Landing the spy plane, nicknamed Dragon Lady, also requires unique abilities.
The pilot, sometimes finishing a grueling flight of up to 12 hours, has poor forward visibility in the cockpit. Because the wide-winged jet has an unusual bicycle-type landing gear, a second pilot in a very fast car on the runway chases each landing, radioing observations to his colleague in the cockpit to help him maintain a full stall at precisely 60 centimeters off the ground.
A closeup view of the U-2 cockpit instrumentation, Osan Air Base, South Korea, Dec. 7, 2011
When the U-2s return from flights, the Blackcats' maintenance team, overseen by Lieutenant Danielle Rogowski, tracks about 150 items on the jet that need to be replaced at certain intervals.
"Flying at that high an altitude, you do a significant amount of wear and tear on the aircraft and, a lot of these components, with the temperature changes and temperature extremes, puts a lot of pressure on them," said Rogowski.
The first U-2 took to the skies in 1955. Originally, the Air Force provided the squadron commanders and logistical support while the Central Intelligence Agency supplied operations officers, pilots and mission planners. A newer version, 40 percent larger than the original U-2, was produced in the 1980s. In the 1990s, U-2s were outfitted with new engines.
Major Carl Maymi, sitting in the cockpit prior to a low altitude training session in a relatively new U-2 built in the 1980s, points out the U.S. Air Force also still has bombers from the 1950s.
"So by other Air Force weapons systems standards it is relatively new. You can take a look at the inside of the cockpit and the wiring throughout the jet, the motor and especially the sensors we have on board. hat stuff is all state of the art. It's advanced. So I feel real comfortable with an aircraft that is technically 50-plus years old," said Maymi.

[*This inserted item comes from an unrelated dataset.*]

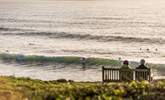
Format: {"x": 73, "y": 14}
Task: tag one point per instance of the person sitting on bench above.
{"x": 142, "y": 65}
{"x": 126, "y": 73}
{"x": 141, "y": 75}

One reason the U-2 was designed to fly very high was to avoid being shot down. But that is precisely what happened in 1960 when a Soviet missile struck one of the spy planes.
A high-altitude view from the U-2 cockpit (Undated)
Pilot Francis Gary Powers, whose CIA U-2 was recovered nearly intact, was captured. He was put on trial in Moscow and convicted of espionage.
In addition to the traditional Cold War era intelligence missions, U-2s also now provide real-time assistance to troops in combat zones, such as Afghanistan.
"It's evolved as it's needed to evolve. It is cutting edge right now and very well could go out into the future, if necessary," said Kuhns.
Its future has been questionable for some time. The Defense Department, five years ago, intended to begin retiring the fleet. But Congress insisted the spy plane stay aloft until unmanned reconnaissance aircraft are capable of taking over its critical missions.
The Air Force now says that will happen in 2015 when the Global Hawk RQ-4 drones can assume the U-2s missions - some 60 years after the venerable spy plane first took to the skies.